MOLECULAR AND FUNCTIONAL SYNAPTIC ADAPTATIONS DURING HOMEOSTATIC PLASTICITY REQUIRE ECM REMODELING BY ADAMTS-5

Neuronal networks maintain synaptic transmission rates within physiological range through homeostatic plasticity. This process adjusts synaptic strength via molecular and morphological changes of the synapse. The perineuronal extracellular matrix (ECM) stabilizes synapses and reduces their plasticity. Previous data indicated that brevican (BC), a chondroitin sulfate proteoglycan and one of the brain’s main ECM components, is cleaved during homeostatic plasticity, a process that has been suggested to facilitate synapse remodeling. Several members of the ADAMTS family of proteases are known or predicted to cleave BC. In this study, we aimed to determine the impact of BC processing by ADAMTSs on homeostatic plasticity. To this end, we quantified the expression of ADAMTSs by qPCR in neuronal cultures following induced network silencing. We found ADAMTS-4 and -5 mRNA to be upregulated during homeostatic plasticity in vitro. Next, we used siRNAs to knock-down selected ADAMTSs in neuronal cultures and quantified abundance of specific synaptic proteins regulated during homeostatic plasticity.
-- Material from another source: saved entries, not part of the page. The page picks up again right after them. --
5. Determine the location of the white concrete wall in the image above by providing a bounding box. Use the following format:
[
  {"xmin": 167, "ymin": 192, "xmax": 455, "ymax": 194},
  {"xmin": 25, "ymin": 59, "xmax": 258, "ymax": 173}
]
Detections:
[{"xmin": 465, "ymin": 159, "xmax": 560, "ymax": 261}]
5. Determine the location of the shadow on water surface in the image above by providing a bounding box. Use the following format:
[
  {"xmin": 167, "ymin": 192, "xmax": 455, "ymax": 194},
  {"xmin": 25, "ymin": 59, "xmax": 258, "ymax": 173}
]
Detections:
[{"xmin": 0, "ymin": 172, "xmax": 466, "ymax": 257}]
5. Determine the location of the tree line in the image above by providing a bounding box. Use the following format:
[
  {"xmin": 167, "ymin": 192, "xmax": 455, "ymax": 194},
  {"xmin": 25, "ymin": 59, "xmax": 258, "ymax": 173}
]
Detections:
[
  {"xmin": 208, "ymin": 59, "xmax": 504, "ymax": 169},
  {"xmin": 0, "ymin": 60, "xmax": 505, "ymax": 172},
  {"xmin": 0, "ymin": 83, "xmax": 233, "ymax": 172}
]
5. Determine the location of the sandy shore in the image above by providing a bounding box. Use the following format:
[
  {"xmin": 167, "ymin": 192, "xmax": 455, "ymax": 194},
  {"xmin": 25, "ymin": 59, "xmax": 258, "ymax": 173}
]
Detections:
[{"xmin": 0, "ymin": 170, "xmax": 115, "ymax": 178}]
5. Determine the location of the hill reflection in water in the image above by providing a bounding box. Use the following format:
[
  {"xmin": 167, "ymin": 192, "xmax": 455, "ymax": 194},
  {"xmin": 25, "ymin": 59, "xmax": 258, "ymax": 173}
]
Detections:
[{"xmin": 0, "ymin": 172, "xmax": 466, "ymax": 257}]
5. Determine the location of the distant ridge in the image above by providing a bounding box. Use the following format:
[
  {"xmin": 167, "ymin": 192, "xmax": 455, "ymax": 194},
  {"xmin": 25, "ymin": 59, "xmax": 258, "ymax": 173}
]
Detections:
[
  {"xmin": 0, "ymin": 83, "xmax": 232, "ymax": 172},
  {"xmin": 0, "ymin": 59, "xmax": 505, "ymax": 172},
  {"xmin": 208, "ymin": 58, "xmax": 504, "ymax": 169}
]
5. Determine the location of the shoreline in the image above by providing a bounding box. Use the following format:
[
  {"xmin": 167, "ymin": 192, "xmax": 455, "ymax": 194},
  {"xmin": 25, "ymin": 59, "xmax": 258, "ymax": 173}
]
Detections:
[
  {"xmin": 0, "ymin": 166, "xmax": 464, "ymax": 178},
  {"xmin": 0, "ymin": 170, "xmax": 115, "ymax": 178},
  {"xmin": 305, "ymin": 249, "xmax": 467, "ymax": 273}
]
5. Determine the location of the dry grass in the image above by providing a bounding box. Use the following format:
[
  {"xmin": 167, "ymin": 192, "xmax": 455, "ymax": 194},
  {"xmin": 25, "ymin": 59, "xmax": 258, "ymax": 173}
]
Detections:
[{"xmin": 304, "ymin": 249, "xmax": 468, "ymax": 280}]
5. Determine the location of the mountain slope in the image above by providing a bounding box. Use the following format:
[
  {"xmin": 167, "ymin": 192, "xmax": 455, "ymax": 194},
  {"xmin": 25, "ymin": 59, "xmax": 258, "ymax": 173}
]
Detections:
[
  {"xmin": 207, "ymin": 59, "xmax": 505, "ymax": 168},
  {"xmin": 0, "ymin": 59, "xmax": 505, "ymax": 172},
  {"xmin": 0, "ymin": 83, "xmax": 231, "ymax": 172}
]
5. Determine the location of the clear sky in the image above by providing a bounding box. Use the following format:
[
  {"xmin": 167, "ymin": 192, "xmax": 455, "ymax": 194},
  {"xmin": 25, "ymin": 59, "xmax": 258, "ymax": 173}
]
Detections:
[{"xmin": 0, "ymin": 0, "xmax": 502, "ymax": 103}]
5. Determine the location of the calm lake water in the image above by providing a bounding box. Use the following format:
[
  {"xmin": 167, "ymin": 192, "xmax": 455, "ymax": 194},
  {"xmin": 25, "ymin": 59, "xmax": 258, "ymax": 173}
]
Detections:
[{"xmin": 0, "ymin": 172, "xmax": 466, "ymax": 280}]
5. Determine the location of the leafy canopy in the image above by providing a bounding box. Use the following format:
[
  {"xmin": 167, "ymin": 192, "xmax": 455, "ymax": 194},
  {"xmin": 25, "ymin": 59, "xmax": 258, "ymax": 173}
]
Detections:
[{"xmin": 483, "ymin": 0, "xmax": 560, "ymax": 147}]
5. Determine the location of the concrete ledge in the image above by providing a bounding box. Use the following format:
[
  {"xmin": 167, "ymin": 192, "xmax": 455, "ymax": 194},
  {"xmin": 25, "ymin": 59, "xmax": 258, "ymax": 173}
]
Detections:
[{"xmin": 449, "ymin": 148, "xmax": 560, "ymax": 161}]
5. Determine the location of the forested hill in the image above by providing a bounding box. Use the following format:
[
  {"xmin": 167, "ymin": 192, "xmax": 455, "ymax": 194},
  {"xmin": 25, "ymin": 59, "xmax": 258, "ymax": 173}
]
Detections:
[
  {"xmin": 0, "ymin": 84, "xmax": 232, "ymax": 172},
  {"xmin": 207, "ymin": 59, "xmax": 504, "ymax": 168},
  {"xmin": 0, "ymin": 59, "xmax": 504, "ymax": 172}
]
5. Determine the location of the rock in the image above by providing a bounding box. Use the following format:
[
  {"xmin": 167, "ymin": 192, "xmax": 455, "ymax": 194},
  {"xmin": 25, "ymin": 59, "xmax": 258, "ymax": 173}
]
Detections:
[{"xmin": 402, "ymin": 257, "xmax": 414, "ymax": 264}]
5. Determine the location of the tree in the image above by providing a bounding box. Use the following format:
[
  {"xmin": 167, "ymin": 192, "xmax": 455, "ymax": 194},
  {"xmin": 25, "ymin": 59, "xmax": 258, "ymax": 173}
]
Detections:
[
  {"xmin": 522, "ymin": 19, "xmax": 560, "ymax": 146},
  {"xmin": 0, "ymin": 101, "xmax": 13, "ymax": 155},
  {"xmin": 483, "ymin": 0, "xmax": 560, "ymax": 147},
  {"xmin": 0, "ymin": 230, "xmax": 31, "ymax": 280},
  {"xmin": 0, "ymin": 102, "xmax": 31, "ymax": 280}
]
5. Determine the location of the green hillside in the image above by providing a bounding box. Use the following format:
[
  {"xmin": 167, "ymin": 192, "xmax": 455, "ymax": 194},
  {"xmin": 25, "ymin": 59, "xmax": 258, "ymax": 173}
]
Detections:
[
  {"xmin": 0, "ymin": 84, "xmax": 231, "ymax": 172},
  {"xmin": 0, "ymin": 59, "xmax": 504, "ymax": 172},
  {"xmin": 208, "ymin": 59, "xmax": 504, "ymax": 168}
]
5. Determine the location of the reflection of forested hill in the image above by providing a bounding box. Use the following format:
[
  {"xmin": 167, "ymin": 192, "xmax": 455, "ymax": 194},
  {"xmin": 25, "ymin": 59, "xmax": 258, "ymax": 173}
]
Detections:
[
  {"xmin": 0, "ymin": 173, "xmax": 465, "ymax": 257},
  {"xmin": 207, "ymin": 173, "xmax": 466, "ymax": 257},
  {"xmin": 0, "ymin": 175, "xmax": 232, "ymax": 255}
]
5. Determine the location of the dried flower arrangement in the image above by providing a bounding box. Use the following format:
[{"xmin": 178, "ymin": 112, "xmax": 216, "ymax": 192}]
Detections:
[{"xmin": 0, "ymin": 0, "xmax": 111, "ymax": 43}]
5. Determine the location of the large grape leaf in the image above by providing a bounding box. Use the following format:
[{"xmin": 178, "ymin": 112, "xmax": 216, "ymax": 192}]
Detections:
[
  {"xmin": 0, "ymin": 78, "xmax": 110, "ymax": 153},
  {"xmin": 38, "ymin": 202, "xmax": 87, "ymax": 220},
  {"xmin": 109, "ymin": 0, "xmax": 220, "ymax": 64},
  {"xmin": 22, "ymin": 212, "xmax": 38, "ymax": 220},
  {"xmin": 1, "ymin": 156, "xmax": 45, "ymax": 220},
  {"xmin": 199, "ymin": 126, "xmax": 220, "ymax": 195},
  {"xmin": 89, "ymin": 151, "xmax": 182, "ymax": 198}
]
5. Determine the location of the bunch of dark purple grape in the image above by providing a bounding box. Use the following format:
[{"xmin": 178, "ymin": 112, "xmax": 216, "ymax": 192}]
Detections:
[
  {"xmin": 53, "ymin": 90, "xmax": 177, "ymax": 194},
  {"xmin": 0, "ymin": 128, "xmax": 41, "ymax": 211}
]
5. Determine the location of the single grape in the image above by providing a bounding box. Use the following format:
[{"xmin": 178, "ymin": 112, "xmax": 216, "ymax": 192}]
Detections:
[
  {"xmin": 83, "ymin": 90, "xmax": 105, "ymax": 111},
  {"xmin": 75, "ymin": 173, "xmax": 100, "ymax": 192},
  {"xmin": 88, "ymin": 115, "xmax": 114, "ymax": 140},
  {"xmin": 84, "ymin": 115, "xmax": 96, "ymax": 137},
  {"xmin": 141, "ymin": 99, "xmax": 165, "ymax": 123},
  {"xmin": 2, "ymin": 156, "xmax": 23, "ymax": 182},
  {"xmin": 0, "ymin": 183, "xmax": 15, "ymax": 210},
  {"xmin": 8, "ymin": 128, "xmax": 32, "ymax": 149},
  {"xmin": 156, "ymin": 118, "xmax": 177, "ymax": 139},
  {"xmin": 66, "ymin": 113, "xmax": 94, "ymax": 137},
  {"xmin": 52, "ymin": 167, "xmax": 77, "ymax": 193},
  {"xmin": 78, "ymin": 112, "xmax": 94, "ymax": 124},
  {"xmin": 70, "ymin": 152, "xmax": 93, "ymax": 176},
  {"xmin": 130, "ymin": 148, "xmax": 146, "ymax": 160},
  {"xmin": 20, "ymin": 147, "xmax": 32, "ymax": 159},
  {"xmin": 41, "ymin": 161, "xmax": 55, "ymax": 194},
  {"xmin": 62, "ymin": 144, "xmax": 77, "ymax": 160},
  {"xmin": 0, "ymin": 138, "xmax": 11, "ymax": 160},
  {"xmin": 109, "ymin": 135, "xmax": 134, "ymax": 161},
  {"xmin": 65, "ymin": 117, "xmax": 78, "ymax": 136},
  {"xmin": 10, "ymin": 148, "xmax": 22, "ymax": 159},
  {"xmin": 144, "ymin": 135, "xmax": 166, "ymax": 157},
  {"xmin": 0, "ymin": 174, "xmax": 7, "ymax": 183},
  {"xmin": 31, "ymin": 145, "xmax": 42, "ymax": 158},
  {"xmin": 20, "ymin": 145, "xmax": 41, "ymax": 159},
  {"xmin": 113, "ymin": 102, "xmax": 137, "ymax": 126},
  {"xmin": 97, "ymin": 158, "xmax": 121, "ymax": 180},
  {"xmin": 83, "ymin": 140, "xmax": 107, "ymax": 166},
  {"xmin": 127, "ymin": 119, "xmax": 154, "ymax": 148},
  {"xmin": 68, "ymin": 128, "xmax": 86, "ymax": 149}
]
ADAMTS-5 knock-down decreased cleavage of BC at the peri-synaptic space in neuronal cultures and interfered with normal homeostatic regulation of synaptic proteins. In line with this finding, homeostatic plasticity driven pre-synaptic functional adjustments were abolished upon ADAMTS-5 downregulation. Finally, treatments with fragments of BC triggered synaptic protein regulation in neuronal cultures, mimicking homeostatic plasticity-induced changes. This sets BC as a potential extracellular mediator for intracellular adaptations during homeostatic plasticity. In conclusion, we found that ECM remodeling via cleavage of BC by ADAMTS-5 is necessary for silencing-induced homeostatic regulation of synaptic properties.